Last night I caught up with Lecretia over FaceTime and she was looking really well, having just been out for dinner with her parents in Tauranga. It’s clear that the nadir of the chemo cycle has passed. It was worrying because you’ll recall that during Easter we had a trip to Tauranga Emergency Department after she’d collapsed. With any of these things you wonder whether it’s the drugs or the affliction and what the new normal is.
The big news of the day though was mine. As of this morning I am now on leave from work indefinitely. This is probably well overdue. Lecretia, though lucid, smart as a whip, and in good humour, requires a lot of assistance in getting around. She can’t really be left on her own as if she falls she’s not able to get herself up again, and she can’t prepare food et cetera. Up until now, I’ve relied on a delicate juggling act of friends, family, and Lecretia’s colleagues at the Law Commission to help look after Lecretia and to enable me to do my job, but it was increasingly clear that it was getting tougher and tougher for me to do that. So now it’s time for me to be there for her full time.
The company I work for has been amazing, and once I explained what was happening, they offered to give me leave and to hold a job open for me while we go through this next phase. When I return, depending on the length of time, it may not be the same job, as the company changes so much, but it will be a job nevertheless. Given I work for one of the most exciting companies in the country it’s a real relief I won’t have to re-earn a place there. I’ll be forever grateful to them.
So the question for us is – what now? Where once we were limited by available annual leave, finances, and Lecretia’s health, we’re now just limited by two of those things. If Lecretia were well enough, we could consider a world trip, but sadly I don’t think she is quite well enough. Lecretia would like to go to India, but I am terrified of attempting to help her through the crowded city streets of Delhi, with her half-blind and limping slowly on her good leg and yelling at me to help her find a bathroom. I am trying to persuade her that a holiday somewhere in the South Pacific might be nice, where we can lay up on a beach in the sun and someone can bring me ridiculous cocktails with fruit salads of garnishes attached while she tans herself or floats in the lagoon. I did suggest a road trip around NZ as a friend of mine is currently doing, but she replied on FaceTime last night, “I don’t like road trips.”

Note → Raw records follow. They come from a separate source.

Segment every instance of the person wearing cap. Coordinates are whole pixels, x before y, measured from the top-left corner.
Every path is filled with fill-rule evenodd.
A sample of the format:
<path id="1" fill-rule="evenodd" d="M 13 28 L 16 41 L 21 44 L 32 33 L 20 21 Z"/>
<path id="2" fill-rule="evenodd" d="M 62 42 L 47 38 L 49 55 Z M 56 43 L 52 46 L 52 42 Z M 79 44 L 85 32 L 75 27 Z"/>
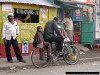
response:
<path id="1" fill-rule="evenodd" d="M 44 28 L 44 39 L 50 43 L 56 42 L 56 51 L 59 53 L 62 52 L 63 47 L 63 36 L 60 34 L 60 31 L 57 27 L 58 18 L 54 17 L 53 20 L 48 21 Z"/>
<path id="2" fill-rule="evenodd" d="M 2 38 L 5 44 L 5 51 L 7 61 L 13 63 L 13 59 L 10 53 L 10 46 L 14 48 L 15 55 L 19 62 L 26 62 L 21 56 L 20 49 L 18 47 L 17 36 L 19 34 L 19 27 L 16 21 L 14 21 L 13 13 L 9 13 L 7 16 L 7 21 L 3 25 Z"/>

Anything we do is also limited by the chemotherapy cycle, which requires us to be at Wellington hospital for one day every three weeks, and the aftermath of that cycle, which seems to take about a week to pass. We also have Lecretia’s hearing of course, which is likely to come before the court next month. The reality is that over the next while we might get a few small trips away but we will more likely be at home for most of the next two months. What I’m hoping is that Lecretia’s health holds out so that we do get a decent holiday after the hearing. If you have holiday ideas for people with mobility issues I’d love to hear them. Fingers crossed we get the chance to take some of those ideas up.